J’argumenterais en premier lieu que de positionner l’enjeu ainsi est une erreur de conception à plusieurs point de vue. D’abord, puisqu’il tend à objectifier l’autre. Nous développons un intérêt envers quelqu’un, explorons, découvrons cette personne, prenons notre courage à deux mains puis révélons être polyamoureux. Si l’autre est foncièrement monogame, la réaction ne risque pas d’être positive. D’une part, vous venez également de lui faire perdre un temps considérable, mais d’autre part, vous venez de lui révéler votre tentative de manipulation émotionnelle: attacher votre objet à vous d’abord et espérer qu’il/elle ne se sauve pas ensuite.
Par expérience, je dirais plutôt que la transparence paie. Voici quelques années que je suis sorti du placard comme anarchiste relationnel et à vrai dire, je peux affirmer qu’il est plus facile de rencontrer en étant ouvert sur ses intentions. Un seul caveat: cette perspective est peut-être biaisée par la privilège masculin. Je reconnais qu’il existe encore un double standard qui fait que les femmes risquent d’être jugées plus sévèrement que les hommes sur leur orientation relationnelle.
Mais revenons à la transparence. J’ai parlé dans un billet précédent de l’importance du coming-out, de la communauté. Approfondissons un peu. On fait souvent des blagues à propos des adeptes du végétarisme ou de crossfit (« Comment sait-on que quelqu’un est vegan? Il va vous le dire dans les premières cinq minutes! ») mais n’empêche que ces blagues illustrent un mécanisme important: celui de l’identification à une communauté, de la revendication d’une identité. Toutes leurs communautés ont ainsi leurs codes et signaux qui permettent de reconnaître leurs membres. Ce n’est peut-être pas encore le cas pour la communauté polyamoureuse. L’essentiel d’ailleurs n’est pas tant dans les codes, que dans la communication de ce que vous êtes.
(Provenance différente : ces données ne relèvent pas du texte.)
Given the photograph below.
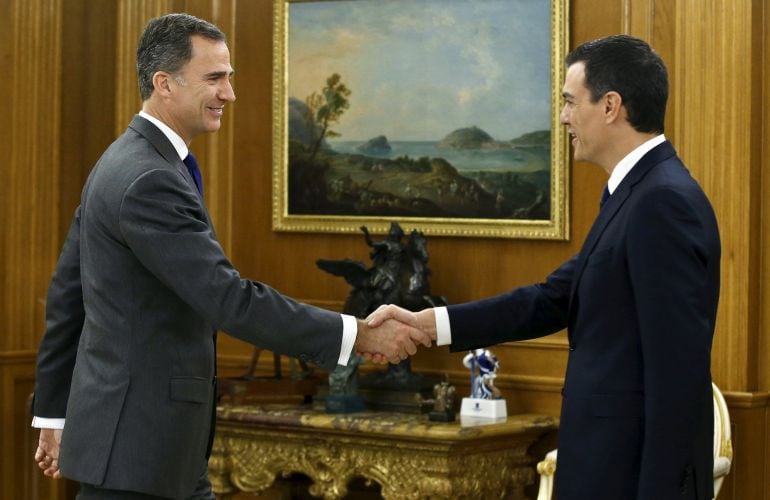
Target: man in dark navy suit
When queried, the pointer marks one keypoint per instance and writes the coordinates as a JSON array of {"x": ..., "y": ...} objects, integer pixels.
[{"x": 639, "y": 301}]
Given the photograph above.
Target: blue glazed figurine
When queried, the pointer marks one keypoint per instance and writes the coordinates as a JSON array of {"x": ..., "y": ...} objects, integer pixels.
[{"x": 483, "y": 365}]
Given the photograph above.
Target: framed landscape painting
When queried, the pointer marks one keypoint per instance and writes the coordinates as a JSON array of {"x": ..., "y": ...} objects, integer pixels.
[{"x": 441, "y": 115}]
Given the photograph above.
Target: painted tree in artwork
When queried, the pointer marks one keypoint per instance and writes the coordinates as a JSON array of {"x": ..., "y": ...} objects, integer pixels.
[{"x": 325, "y": 109}]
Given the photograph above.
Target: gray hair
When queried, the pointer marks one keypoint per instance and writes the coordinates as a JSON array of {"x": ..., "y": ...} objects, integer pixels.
[{"x": 166, "y": 45}]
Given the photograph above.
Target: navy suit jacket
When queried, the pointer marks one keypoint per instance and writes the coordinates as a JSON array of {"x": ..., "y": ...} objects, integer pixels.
[
  {"x": 128, "y": 356},
  {"x": 639, "y": 303}
]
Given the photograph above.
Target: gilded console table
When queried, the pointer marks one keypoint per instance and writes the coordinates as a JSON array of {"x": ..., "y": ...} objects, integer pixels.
[{"x": 409, "y": 456}]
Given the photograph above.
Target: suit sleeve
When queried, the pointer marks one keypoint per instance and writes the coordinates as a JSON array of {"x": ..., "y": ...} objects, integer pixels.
[
  {"x": 671, "y": 257},
  {"x": 523, "y": 313},
  {"x": 163, "y": 222},
  {"x": 65, "y": 314}
]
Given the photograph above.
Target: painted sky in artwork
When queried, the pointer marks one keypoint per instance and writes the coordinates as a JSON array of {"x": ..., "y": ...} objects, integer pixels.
[{"x": 419, "y": 69}]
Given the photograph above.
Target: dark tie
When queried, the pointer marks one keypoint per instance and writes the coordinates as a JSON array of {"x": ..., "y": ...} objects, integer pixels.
[
  {"x": 195, "y": 172},
  {"x": 605, "y": 197}
]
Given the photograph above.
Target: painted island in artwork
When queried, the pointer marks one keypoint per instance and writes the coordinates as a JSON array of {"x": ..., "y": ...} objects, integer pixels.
[{"x": 419, "y": 109}]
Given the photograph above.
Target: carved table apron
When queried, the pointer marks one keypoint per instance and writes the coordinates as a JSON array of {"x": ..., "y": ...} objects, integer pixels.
[{"x": 408, "y": 455}]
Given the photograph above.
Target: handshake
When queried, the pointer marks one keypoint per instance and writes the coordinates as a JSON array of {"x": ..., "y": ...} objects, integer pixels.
[{"x": 391, "y": 334}]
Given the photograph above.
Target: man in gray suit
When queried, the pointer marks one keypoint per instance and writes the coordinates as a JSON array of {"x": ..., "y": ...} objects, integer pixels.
[{"x": 142, "y": 285}]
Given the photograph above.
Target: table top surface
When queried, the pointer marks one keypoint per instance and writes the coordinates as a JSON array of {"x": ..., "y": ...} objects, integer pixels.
[{"x": 377, "y": 422}]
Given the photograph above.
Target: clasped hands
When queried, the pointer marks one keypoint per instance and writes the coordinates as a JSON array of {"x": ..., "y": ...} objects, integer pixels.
[{"x": 391, "y": 334}]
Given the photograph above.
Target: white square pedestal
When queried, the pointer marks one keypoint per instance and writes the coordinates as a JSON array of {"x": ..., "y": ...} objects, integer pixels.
[{"x": 475, "y": 411}]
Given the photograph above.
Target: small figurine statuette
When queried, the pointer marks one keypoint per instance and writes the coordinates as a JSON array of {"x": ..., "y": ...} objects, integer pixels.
[
  {"x": 485, "y": 405},
  {"x": 483, "y": 382},
  {"x": 443, "y": 403}
]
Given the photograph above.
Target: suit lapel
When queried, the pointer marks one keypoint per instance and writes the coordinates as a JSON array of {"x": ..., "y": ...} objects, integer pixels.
[
  {"x": 613, "y": 205},
  {"x": 164, "y": 147}
]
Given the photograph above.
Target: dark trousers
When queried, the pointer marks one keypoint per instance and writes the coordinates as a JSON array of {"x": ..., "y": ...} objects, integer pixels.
[{"x": 91, "y": 492}]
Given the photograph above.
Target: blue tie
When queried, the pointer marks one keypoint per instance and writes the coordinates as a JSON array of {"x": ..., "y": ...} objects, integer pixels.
[
  {"x": 195, "y": 172},
  {"x": 605, "y": 197}
]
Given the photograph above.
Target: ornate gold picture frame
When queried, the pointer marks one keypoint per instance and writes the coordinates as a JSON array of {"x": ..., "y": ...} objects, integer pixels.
[{"x": 440, "y": 115}]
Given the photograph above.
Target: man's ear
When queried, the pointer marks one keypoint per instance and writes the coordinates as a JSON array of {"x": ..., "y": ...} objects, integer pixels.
[
  {"x": 613, "y": 103},
  {"x": 161, "y": 81}
]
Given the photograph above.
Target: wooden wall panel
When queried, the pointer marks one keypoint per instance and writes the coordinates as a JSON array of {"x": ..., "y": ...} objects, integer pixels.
[
  {"x": 30, "y": 142},
  {"x": 714, "y": 133}
]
Le/la polyamoureux(se) qui assume son orientation envoie un même signal, qui sera perçu par tous les gens, monogames, polyamoureux, voire même polycurieux. C’est ce signal qui générera en retour de l’intérêt. Autrement dit, au lieu d’être dans une approche de séduction où vous allez activement vers l’autre, vous adoptez une approche qui permet à l’autre de tendre vers vous, dans l’acceptation de qui vous êtes, et souvent avec une bonne dose de curiosité. Viendra ensuite la phase de découverte. C’est une étape incontournable dans la mesure où l’immense majorité des gens sont exposés à un modèle monogame hétéronormatif. Autant vous que l’autre (ou les autres, dépendant de votre polycule et de ses interactions), devrez maintenir une attitude de compassion, d’ouverture et une communication constante lors de cet apprentissage. En passant, la transparence s’applique aussi (surtout!) à vos autres partenaires, le cas échéant. C’est parfois demandant émotionnellement, mais on ne peut simplement pas prendre pour acquis que l’autre fera tous les efforts pour s’adapter à votre train de vie (et si c’est votre position, vous devrez peut-être remettre en cause la nature de vos liens envers autrui, qui parait profondément narcissique). L’envers de la médaille, c’est qu’il est aussi possible que l’adaptation ne se fasse pas: que vos orientations relationnelles respectives ne soient pas compatibles. Vous ne pouvez pas forcer ça, malheureusement. Essayez alors de transformer la relation (vers un mode plus amical, par exemple) afin que vous puissiez continuer à bénéficier de cette relation dans un cadre plus sain.
Heureusement, de plus en plus d’options permettent aux polyamoureux(ses) de se reconnaître entre eux et elles. Des sites de rencontres, comme OkCupid qui a fortement élargi ses fonctions d’identification d’orientation de genre, relationnelle, et sexuelle, et des sites de communautés comme FetLife (qui, sans être dédié aux polyamoureux, leur permet de s’afficher comme tel) permettent les rencontres dans le monde virtuel d’abord, réel ensuite. La plupart des grandes villes ont également leurs regroupement de polyamoureux(ses).
Mais surtout, comme chez les monogames, il faut du temps et de la patience pour dénicher un(e) partenaire avec le ou laquelle vous découvrirez une réelle complicité, un amour profond. C’est d’autant plus vrai si vous tenez à établir une relation fermée (i.e. triade ou quatuor fermée) où chaque partenaire doit alors être compatible avec tous les autres. Et comme chez les monogames, ce sont vos qualités intrinsèques qui séduisent, qui charment, qui attirent les autres à vous. Avant de blâmer vos échecs sur l’incompréhension de la société qui vous entoure, prenez le temps de faire une introspection honnête et impitoyable. Enfin, respectez les autres, mais respectez-vous également. Si le maintien d’une relation demande des décisions ou des gestes qui sont contraire à vos valeurs et/ou à vos orientations, il est préférable d’en discuter rapidement, et d’en sortir si aucun changement n’est possible.